– Все кончено, – сказал Равик. – Сегодня утром. Не спрашивай ни о чем. Страшно хочу
спать.
– Тебе еще нужно что-нибудь?
– Ничего. Все кончено. Мне повезло.
– Где машина?
– На улице Понселе. С ней все в порядке.
– Больше ничего не надо делать?
– Ничего. У меня вдруг ужасно разболелась голова. Хочу спать. Попозже спущусь к тебе.
– Ладно. Но, может быть, все-таки надо еще что-нибудь сделать?
– Нет, – сказал Равик. – Больше ничего. Все было очень просто.
– Ты ни о чем не забыл?
– Нет. Как будто не забыл. Только теперь я не могу об этом рассказывать. Надо сначала
выспаться. Расскажу потом. Ты будешь у себя?
– Конечно, – сказал Морозов.
– Хорошо. Я зайду к тебе.
Равик вернулся в свою комнату. У него сильно разболелась голова. Он постоял немного у
окна. Этажом ниже белели лилии эмигранта Визенхофа. Напротив высилась серая стена с
пустыми окнами. Кончено! Он поступил правильно, так оно и должно было быть. Теперь всему
этому конец. Но что же дальше? Этого он себе не представлял. Его ничто больше не ждет. Завтра
– слово, лишенное всякого смысла. Нынешний день – последний.
Он разделся и снова вымылся. Долго держал руки в спирту и дал им просохнуть на воздухе.

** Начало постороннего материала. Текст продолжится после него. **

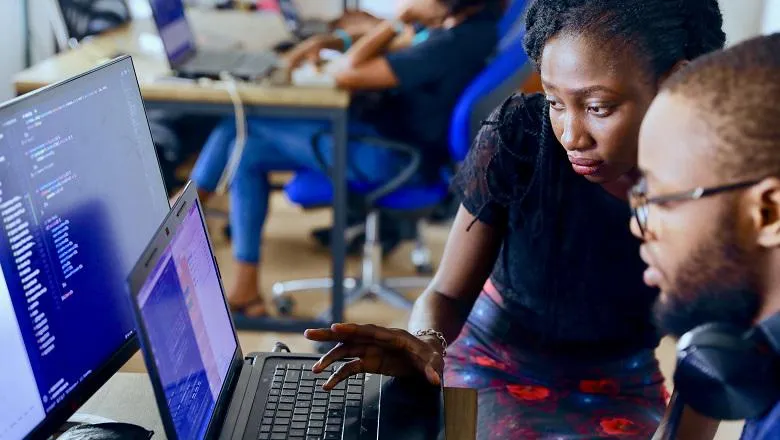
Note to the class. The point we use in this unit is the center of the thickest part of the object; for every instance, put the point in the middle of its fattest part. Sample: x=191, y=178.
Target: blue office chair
x=503, y=76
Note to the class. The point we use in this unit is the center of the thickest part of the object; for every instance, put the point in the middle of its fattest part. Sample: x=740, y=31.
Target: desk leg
x=338, y=245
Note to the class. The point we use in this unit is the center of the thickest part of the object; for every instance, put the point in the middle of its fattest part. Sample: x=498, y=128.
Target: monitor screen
x=187, y=326
x=80, y=195
x=175, y=32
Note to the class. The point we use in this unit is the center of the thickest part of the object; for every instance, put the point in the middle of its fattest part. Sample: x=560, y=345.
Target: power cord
x=230, y=85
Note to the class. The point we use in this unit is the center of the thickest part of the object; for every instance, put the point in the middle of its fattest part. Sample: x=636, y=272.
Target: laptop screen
x=290, y=14
x=174, y=29
x=188, y=327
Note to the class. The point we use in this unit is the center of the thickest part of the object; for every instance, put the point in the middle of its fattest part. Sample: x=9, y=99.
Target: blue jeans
x=280, y=145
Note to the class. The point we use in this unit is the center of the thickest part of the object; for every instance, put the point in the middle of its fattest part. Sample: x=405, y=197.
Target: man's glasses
x=640, y=203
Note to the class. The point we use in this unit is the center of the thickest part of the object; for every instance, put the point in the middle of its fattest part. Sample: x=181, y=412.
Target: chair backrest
x=502, y=77
x=85, y=18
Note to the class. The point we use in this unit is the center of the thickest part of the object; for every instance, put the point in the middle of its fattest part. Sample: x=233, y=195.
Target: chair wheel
x=424, y=269
x=324, y=347
x=284, y=305
x=227, y=232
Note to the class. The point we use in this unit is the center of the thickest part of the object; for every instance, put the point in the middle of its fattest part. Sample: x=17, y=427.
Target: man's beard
x=715, y=284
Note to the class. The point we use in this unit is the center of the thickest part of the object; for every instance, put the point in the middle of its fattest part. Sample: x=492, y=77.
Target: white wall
x=12, y=53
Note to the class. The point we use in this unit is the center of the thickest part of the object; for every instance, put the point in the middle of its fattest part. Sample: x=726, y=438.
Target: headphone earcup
x=724, y=375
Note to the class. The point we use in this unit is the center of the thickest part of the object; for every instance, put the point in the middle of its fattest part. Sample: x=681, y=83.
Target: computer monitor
x=175, y=31
x=81, y=193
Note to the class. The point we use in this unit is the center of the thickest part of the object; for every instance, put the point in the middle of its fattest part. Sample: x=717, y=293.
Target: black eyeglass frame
x=639, y=200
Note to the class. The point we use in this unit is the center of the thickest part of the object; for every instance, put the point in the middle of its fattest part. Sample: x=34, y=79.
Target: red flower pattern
x=528, y=392
x=619, y=426
x=602, y=386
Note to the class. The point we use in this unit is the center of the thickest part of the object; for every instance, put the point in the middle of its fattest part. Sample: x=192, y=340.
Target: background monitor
x=81, y=193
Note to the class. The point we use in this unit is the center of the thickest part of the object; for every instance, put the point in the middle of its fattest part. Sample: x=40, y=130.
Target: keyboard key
x=292, y=376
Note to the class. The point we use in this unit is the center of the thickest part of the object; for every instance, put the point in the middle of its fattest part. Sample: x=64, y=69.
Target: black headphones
x=727, y=373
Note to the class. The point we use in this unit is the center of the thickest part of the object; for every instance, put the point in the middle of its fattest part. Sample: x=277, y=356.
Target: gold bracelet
x=437, y=335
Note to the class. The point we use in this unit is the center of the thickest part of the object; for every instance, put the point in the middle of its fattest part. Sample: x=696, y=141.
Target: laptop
x=301, y=28
x=189, y=61
x=206, y=388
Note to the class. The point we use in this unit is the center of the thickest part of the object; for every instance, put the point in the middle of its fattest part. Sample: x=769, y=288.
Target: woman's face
x=597, y=99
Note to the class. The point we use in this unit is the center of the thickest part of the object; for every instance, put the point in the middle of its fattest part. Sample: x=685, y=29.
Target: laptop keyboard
x=298, y=408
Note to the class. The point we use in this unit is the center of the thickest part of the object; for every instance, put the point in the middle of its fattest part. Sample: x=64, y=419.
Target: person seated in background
x=418, y=86
x=708, y=207
x=560, y=341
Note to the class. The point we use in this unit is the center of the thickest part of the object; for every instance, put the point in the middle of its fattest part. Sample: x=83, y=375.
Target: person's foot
x=244, y=297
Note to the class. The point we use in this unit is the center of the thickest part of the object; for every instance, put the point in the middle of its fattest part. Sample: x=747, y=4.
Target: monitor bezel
x=87, y=388
x=141, y=271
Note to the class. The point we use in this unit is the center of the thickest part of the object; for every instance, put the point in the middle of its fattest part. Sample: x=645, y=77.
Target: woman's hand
x=392, y=352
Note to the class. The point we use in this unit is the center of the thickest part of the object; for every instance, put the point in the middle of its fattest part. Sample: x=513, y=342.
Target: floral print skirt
x=527, y=395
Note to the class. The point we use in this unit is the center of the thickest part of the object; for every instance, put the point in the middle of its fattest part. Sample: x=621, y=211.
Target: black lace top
x=569, y=269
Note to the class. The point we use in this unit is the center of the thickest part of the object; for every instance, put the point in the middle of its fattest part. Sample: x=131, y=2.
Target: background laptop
x=188, y=60
x=206, y=388
x=299, y=27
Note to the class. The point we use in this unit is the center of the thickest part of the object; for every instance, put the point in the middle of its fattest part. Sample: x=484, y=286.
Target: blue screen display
x=174, y=30
x=80, y=195
x=187, y=324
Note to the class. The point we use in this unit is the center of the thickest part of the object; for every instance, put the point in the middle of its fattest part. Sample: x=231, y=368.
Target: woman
x=416, y=82
x=559, y=341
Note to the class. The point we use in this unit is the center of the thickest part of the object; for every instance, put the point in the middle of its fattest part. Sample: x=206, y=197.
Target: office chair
x=398, y=197
x=86, y=18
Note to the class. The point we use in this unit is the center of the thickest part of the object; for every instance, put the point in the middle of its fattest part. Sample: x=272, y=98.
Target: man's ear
x=677, y=66
x=766, y=212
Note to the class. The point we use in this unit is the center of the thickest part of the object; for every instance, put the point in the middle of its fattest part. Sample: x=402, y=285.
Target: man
x=708, y=207
x=414, y=85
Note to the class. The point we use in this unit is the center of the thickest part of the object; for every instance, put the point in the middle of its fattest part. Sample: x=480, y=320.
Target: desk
x=161, y=91
x=128, y=397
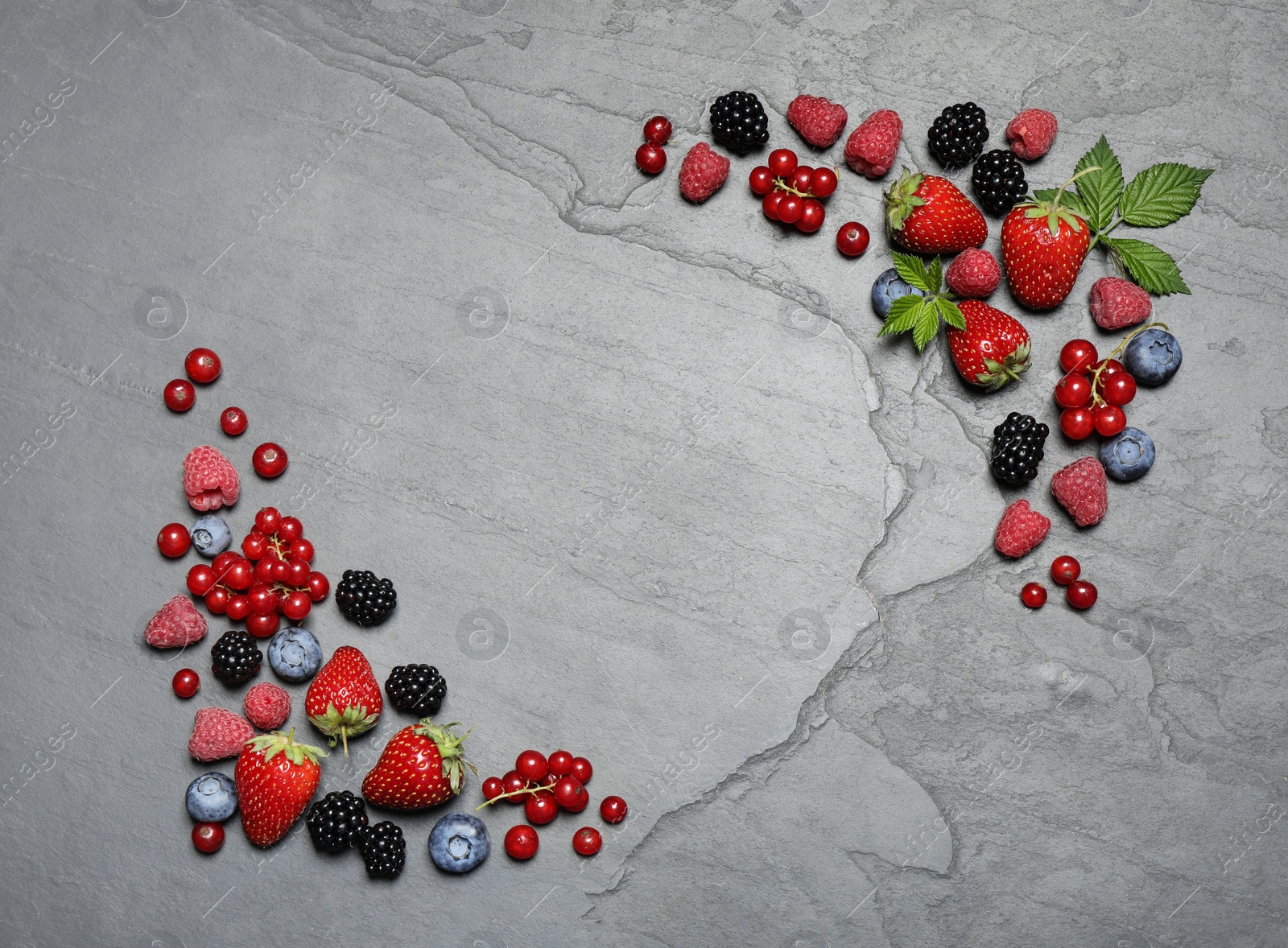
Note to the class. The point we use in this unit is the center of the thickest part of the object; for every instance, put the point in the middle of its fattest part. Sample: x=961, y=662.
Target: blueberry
x=294, y=654
x=1153, y=356
x=210, y=535
x=212, y=798
x=459, y=843
x=889, y=287
x=1127, y=455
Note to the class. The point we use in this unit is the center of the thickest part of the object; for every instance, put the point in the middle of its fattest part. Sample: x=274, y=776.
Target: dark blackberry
x=959, y=134
x=1018, y=448
x=336, y=821
x=364, y=598
x=738, y=122
x=384, y=851
x=998, y=180
x=235, y=658
x=416, y=688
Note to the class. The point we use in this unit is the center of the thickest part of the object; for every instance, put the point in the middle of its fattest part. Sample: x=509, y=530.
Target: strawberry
x=420, y=767
x=929, y=216
x=992, y=349
x=345, y=699
x=276, y=778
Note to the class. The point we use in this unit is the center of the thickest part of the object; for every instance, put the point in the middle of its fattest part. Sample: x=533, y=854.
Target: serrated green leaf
x=1162, y=193
x=1153, y=268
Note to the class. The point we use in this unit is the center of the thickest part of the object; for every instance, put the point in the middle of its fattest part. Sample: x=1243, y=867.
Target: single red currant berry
x=203, y=366
x=186, y=683
x=268, y=460
x=1034, y=596
x=174, y=540
x=1081, y=594
x=180, y=394
x=588, y=841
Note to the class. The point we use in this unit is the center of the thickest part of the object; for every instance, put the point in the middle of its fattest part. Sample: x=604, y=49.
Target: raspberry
x=175, y=624
x=1021, y=530
x=1030, y=133
x=702, y=173
x=209, y=480
x=819, y=122
x=1117, y=303
x=267, y=706
x=873, y=146
x=218, y=733
x=974, y=274
x=1082, y=490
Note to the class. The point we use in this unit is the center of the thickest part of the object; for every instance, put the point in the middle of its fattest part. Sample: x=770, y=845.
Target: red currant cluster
x=545, y=786
x=791, y=190
x=272, y=577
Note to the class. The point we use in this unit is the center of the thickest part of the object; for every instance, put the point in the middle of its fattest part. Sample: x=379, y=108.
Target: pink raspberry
x=1117, y=303
x=209, y=480
x=974, y=274
x=175, y=624
x=1030, y=133
x=702, y=173
x=218, y=733
x=873, y=146
x=267, y=706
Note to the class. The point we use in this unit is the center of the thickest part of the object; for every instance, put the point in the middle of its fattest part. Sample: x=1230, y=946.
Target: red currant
x=203, y=366
x=174, y=540
x=186, y=683
x=180, y=394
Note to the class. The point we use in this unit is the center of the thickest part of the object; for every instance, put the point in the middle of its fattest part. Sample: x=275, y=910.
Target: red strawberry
x=276, y=778
x=345, y=699
x=420, y=767
x=929, y=216
x=992, y=349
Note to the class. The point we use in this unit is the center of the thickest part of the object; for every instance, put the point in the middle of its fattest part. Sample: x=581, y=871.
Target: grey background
x=648, y=484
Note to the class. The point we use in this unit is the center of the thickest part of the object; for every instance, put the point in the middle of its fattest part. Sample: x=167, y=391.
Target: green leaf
x=1153, y=268
x=1100, y=190
x=1162, y=193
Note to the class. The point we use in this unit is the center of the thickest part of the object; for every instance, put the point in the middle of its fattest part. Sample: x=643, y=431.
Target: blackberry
x=336, y=821
x=1018, y=448
x=998, y=180
x=235, y=658
x=959, y=134
x=364, y=598
x=738, y=122
x=416, y=688
x=384, y=851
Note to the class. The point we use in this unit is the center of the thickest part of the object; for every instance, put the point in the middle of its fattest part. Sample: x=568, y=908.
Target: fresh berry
x=420, y=767
x=416, y=688
x=871, y=148
x=212, y=798
x=1030, y=133
x=738, y=122
x=218, y=733
x=1018, y=444
x=929, y=216
x=972, y=274
x=998, y=180
x=1129, y=455
x=959, y=134
x=459, y=843
x=175, y=625
x=1021, y=530
x=336, y=821
x=819, y=122
x=1082, y=490
x=1153, y=356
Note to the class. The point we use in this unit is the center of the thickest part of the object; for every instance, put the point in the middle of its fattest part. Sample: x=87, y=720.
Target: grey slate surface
x=647, y=484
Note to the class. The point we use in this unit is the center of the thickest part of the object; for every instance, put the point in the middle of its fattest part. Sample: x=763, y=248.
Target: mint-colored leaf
x=1153, y=268
x=1162, y=193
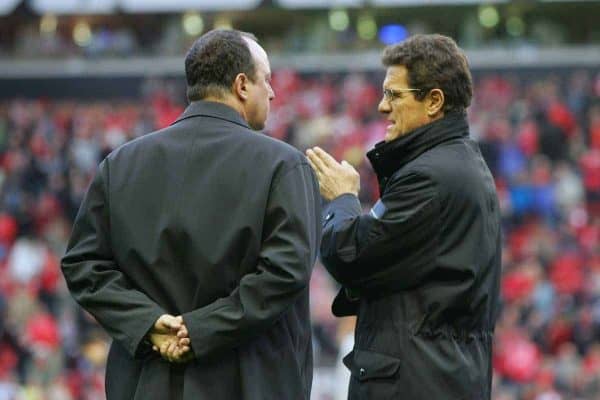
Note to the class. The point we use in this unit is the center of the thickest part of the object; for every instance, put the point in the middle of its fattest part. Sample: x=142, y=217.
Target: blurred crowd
x=539, y=133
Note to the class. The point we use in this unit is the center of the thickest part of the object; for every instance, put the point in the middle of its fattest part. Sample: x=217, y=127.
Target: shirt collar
x=388, y=157
x=212, y=109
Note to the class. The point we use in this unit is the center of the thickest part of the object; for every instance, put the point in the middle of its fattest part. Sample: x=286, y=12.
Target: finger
x=327, y=159
x=172, y=322
x=172, y=348
x=183, y=332
x=163, y=349
x=317, y=162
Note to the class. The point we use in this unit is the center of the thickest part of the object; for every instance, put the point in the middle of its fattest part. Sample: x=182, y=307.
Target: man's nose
x=384, y=106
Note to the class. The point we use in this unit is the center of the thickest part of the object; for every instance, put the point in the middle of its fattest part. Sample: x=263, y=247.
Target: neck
x=229, y=101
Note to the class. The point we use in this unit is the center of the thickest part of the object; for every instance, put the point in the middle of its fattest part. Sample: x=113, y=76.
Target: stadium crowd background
x=539, y=130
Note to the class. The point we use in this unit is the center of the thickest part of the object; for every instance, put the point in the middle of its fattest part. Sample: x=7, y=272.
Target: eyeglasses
x=391, y=95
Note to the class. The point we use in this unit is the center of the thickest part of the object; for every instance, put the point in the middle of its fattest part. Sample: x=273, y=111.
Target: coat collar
x=212, y=109
x=388, y=157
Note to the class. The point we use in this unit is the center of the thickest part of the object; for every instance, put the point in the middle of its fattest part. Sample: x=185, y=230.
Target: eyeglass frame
x=393, y=94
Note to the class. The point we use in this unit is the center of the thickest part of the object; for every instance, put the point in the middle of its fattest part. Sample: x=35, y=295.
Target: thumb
x=346, y=164
x=167, y=321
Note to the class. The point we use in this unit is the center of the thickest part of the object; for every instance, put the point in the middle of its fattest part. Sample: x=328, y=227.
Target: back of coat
x=209, y=220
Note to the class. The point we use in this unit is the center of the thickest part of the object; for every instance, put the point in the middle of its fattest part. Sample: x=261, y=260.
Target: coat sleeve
x=291, y=237
x=94, y=278
x=393, y=246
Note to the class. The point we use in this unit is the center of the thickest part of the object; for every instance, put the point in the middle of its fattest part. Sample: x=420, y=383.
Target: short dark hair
x=434, y=61
x=214, y=60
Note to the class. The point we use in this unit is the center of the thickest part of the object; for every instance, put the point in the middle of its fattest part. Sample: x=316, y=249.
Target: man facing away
x=421, y=271
x=199, y=240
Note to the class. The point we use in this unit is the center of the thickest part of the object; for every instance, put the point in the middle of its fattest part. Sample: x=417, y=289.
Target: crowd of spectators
x=539, y=133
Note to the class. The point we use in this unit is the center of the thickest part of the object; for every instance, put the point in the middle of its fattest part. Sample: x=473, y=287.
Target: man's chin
x=389, y=136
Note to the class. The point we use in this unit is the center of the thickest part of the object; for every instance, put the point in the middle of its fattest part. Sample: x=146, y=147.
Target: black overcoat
x=216, y=222
x=421, y=270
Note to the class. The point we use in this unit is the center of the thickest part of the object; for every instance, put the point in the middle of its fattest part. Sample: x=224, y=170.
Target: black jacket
x=214, y=221
x=421, y=270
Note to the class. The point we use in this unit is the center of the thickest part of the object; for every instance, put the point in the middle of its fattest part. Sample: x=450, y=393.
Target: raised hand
x=334, y=178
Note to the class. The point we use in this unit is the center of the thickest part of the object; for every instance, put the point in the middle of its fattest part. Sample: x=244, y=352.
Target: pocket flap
x=365, y=364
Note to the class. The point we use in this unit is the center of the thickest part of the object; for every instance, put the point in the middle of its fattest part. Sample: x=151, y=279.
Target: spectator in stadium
x=422, y=270
x=202, y=237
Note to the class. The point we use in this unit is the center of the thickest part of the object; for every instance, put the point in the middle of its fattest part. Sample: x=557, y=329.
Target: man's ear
x=435, y=102
x=240, y=86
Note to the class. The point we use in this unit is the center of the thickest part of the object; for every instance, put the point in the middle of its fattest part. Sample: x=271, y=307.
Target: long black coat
x=213, y=221
x=421, y=270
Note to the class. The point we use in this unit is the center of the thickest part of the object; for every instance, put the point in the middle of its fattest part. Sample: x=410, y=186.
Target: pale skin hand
x=170, y=337
x=335, y=179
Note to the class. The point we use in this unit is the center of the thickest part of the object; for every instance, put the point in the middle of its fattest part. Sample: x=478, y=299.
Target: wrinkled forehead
x=259, y=56
x=395, y=75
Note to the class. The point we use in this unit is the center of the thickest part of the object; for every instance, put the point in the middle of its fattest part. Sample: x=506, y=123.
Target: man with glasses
x=421, y=270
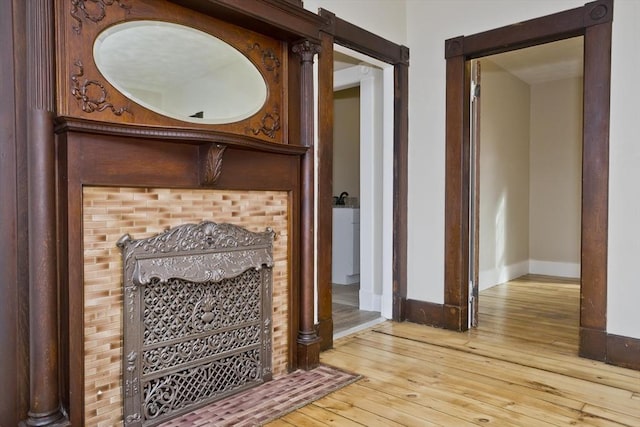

Кожа на суставах пальцев стянулась. Голова отяжелела, и мозг словно перекатывался в черепной
коробке. Равик достал шприц и простерилизовал его в маленьком электрическом кипятильнике,
стоявшем на подоконнике. Вода клокотала несколько минут. Это напомнило ему ручей. Только
ручей. Открыв две ампулы, он втянул в шприц прозрачную, как вода, жидкость, сделал себе укол
и лег на кровать. Полежав немного, он взял свой старый халат и укрылся им. У него было такое
ощущение, словно ему двенадцать лет и он устал и одинок тем особенным одиночеством,
которое присуще годам роста и молодости.
Он проснулся, когда уже смеркалось. Над крышами домов розовела вечерняя заря. Снизу
доносились голоса Визенхофа и Рут Гольдберг. Он не мог разобрать, о чем они говорили, да и не
особенно прислушивался. Подобно человеку, случайно заснувшему среди дня и проспавшему до
самого вечера, он чувствовал себя совершенно выбитым из колеи и вполне созревшим для
мгновенного, бессмысленного самоубийства. Если бы я мог сейчас оперировать, подумал он.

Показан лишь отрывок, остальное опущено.